While we've been working on
Presynt we've been having fun and games with Geo Data; both for Local Search and Reverse Geo lookups. We've also got a number of ambitious new Geo features planned for future versions that needs needs some form of Geo store.
It's been an interesting experience with some gotchas as Neo4J Spatial is still not fully ready for prime time, so I thought I would share my experience with those who are interested.
First off I thought I would try to import the full global data set from Open Street Map. Not necessarily a mistake, but a huge undertaking as we are talking about over 200GB of map data in raw OSM format, billions of data points and relationships.
The first gotcha is that if you wish to import the full OpenStreetMap data set I'd recommend starting with at least Neo4j version 1.3 Milestone 4 as that version was the first one to hugely expand the number of nodes supported from 4 billion to 128 billion.
Of course attempting this type of import I also started running into memory problems.

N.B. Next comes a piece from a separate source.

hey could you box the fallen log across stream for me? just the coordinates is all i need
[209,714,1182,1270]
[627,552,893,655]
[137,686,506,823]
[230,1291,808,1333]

I ended up running with -Xmx4096m and -XX:+UseConcMarkSweepGC. The concurrent mark and sweep garbage collector proved most resilient to the loads placed on it. The default parallel GC would fall over and cry quite regularly due to an issue with consuming too much CPU to too little effect.
In the end I discovered that the full global import would take too long to run and set my sights a little lower on just the British Isles data set which is all that Presynt needs right now.

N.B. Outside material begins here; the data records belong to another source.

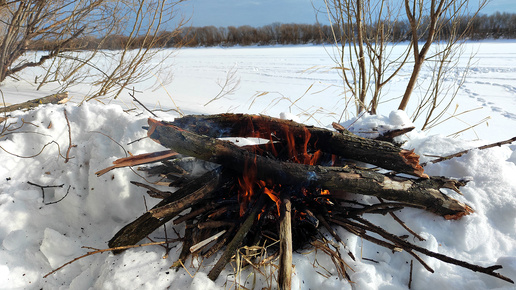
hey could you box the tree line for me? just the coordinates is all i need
[26,12,516,51]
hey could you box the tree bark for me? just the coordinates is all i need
[169,113,427,178]
[147,118,473,219]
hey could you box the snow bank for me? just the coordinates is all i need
[1,103,515,289]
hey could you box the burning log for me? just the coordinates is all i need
[147,118,472,218]
[169,114,427,178]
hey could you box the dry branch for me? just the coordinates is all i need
[44,239,180,278]
[348,216,514,284]
[147,118,472,218]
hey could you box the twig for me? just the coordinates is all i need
[311,240,352,280]
[1,140,66,159]
[130,87,158,117]
[45,185,72,205]
[317,213,356,261]
[409,260,413,289]
[130,181,172,199]
[63,109,76,163]
[173,202,218,225]
[172,219,194,270]
[43,239,180,278]
[422,136,516,166]
[190,230,227,253]
[203,226,235,259]
[377,197,425,241]
[27,181,64,203]
[127,135,148,145]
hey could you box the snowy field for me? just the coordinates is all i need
[1,41,516,289]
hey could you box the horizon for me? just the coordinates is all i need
[177,0,516,28]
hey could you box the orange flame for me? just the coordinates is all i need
[237,119,328,217]
[282,125,322,165]
[238,156,262,216]
[320,189,330,195]
[264,187,281,216]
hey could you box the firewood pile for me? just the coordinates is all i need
[97,113,513,288]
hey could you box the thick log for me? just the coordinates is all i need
[108,169,222,253]
[0,92,68,113]
[170,114,427,178]
[148,118,473,218]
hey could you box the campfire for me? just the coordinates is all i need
[96,113,512,288]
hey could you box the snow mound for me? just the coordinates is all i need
[1,104,515,289]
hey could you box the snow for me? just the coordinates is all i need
[1,41,516,289]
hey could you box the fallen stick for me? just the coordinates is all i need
[0,92,68,113]
[147,118,473,218]
[44,239,180,278]
[377,197,425,241]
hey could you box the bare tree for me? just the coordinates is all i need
[323,0,487,125]
[398,0,486,111]
[323,0,412,116]
[0,0,187,100]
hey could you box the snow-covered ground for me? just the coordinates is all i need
[1,41,516,289]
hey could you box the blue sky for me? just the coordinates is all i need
[178,0,516,27]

In order to test my set up I decided to use the Buckinghamshire data set which is the smallest county data set in the UK and this highlighted another gotcha: Not all the dependencies required are actually included in the Neo4J POMs.
In the end I used the following dependencies:
- org.neo4j:neo4j:1.3.M04
- org.neo4j:neo4j-spatial:0.5-SNAPSHOT
- org.geotools:gt-referencing:2.6.5
- org.geotools:gt-main:2.6.5
- org.geotools:gt-cql:2.6.5
- org.geotools:gt-epsg-hsql:2.6.5
- com.vividsolutions:jts:1.11
They may not all be necessary but they certainly work...

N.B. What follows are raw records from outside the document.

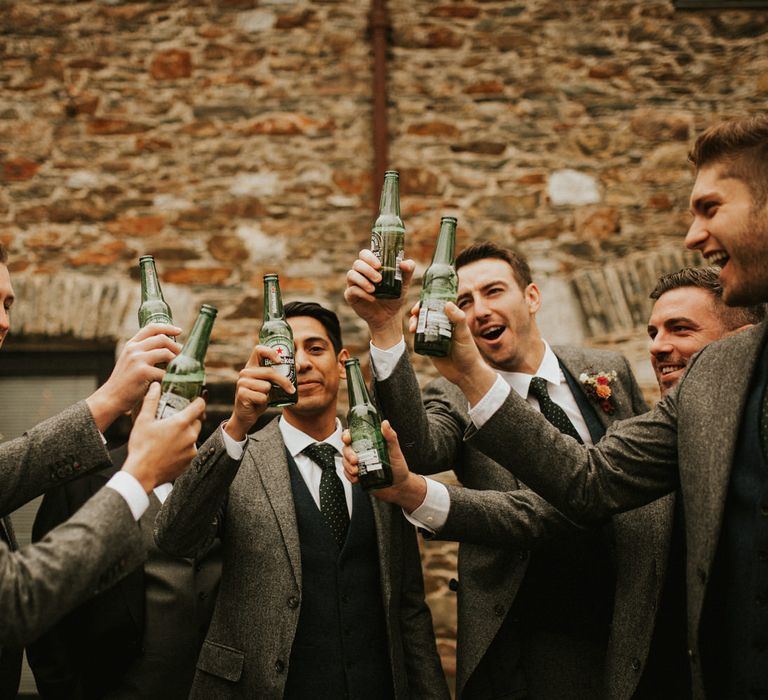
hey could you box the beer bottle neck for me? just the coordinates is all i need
[181,311,215,362]
[139,259,164,301]
[378,175,401,217]
[432,220,456,266]
[263,279,285,321]
[345,361,370,407]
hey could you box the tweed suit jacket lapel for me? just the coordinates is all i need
[249,419,302,590]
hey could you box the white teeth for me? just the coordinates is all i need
[661,366,684,375]
[707,252,729,266]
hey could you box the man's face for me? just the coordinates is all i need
[456,258,540,372]
[284,315,348,418]
[0,264,14,350]
[685,164,768,306]
[647,286,728,395]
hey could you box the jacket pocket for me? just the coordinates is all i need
[196,640,244,682]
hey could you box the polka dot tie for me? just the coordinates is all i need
[304,442,350,549]
[528,376,584,444]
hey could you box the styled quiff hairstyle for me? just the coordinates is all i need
[0,243,7,264]
[455,241,533,292]
[650,266,765,329]
[283,301,343,354]
[688,114,768,208]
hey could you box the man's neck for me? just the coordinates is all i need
[491,336,547,375]
[282,407,338,442]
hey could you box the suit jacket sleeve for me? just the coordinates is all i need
[374,353,467,475]
[467,385,680,524]
[155,427,241,558]
[0,401,109,517]
[396,515,451,700]
[0,487,144,647]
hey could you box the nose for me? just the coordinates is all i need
[684,216,707,251]
[472,294,491,320]
[0,307,9,335]
[650,332,673,359]
[294,347,311,372]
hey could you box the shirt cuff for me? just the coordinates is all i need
[220,423,247,460]
[403,478,450,534]
[468,373,510,429]
[106,471,150,522]
[369,337,406,380]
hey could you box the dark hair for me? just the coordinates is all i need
[0,243,7,264]
[650,266,765,329]
[284,301,343,353]
[688,115,768,208]
[455,242,533,291]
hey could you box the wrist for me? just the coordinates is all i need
[120,456,157,494]
[369,318,403,350]
[85,388,123,433]
[390,473,428,514]
[225,415,249,442]
[456,363,497,407]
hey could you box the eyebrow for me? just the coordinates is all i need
[689,192,719,216]
[457,279,508,301]
[303,336,330,346]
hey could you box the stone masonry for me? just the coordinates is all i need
[2,0,767,690]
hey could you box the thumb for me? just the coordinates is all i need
[444,302,472,342]
[137,382,161,425]
[381,420,405,465]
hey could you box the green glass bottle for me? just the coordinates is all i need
[259,274,298,407]
[138,255,174,328]
[415,216,458,358]
[345,358,392,491]
[156,304,217,419]
[371,170,405,299]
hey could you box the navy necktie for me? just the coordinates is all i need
[303,442,350,549]
[528,376,584,444]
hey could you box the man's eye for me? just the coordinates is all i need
[672,326,691,333]
[457,299,470,310]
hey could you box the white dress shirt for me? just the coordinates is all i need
[369,337,592,532]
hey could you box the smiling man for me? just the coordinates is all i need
[648,266,764,395]
[156,301,448,700]
[345,243,663,699]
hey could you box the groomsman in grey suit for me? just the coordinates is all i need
[0,244,206,697]
[404,115,768,698]
[345,243,658,699]
[156,301,448,699]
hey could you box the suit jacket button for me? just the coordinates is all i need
[208,447,215,454]
[448,578,459,592]
[493,604,505,617]
[288,596,299,609]
[275,659,285,674]
[687,649,697,662]
[631,659,641,672]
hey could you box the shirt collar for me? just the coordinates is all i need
[497,340,563,399]
[278,416,344,458]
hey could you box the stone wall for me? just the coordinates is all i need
[2,0,766,690]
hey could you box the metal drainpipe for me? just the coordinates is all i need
[369,0,390,215]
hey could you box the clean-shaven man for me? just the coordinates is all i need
[345,243,657,699]
[395,115,768,698]
[0,243,206,697]
[156,301,448,699]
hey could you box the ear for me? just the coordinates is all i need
[724,323,754,337]
[524,283,542,314]
[337,348,350,378]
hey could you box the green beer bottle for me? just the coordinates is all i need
[371,170,405,299]
[414,216,458,358]
[156,304,217,419]
[345,358,392,491]
[259,274,298,407]
[138,255,174,328]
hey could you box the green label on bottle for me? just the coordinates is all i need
[143,312,172,325]
[156,392,190,420]
[263,336,296,384]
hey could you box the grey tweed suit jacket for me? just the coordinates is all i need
[375,347,673,699]
[0,401,145,694]
[155,420,449,700]
[465,323,768,699]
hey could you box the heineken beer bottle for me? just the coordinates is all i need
[156,304,217,419]
[345,358,392,491]
[415,216,458,357]
[138,255,174,327]
[259,274,298,407]
[371,170,405,299]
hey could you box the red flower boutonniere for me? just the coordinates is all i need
[579,370,618,414]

Once I had resolved these issues then I was able to start the full British Isles import. I was running it on a quad-core machine and found that the OSMImporter/BatchInserter combination (all default configuration mind) was using just one CPU. Looking at the OSMImporter codebase it became obvious that it was written to stream read the OSM xml data and synchronously write it out to Neo4J. I think that there may be some room to parallelise it as large amounts of the GPS node data is utterly independent and the XML data set is structured in such a way that it could be broken down into independent units of work. The only points where serialised behaviour are required are during the parsing of the XML, the construction of the Way and Relation data and possibly the writing to Neo4J.
The process seems to be largely CPU bound as I ran it on SATA II RAID 0 SSDs and their read and write capabilities were barely touched while the single CPU in use was pegged at 100% almost continuously.
The import of the British Isles dataset seems to take about 48 hours.
I used the vanilla OSMImporter and BatchInserter configurations as I am still a Neo4J Neophyte (bad pun intended ;-)) I will be reading up on alternative configurations to see if I can improve the performance. I will also look at the import of changesets so that I shouldn't need to do a full inport again.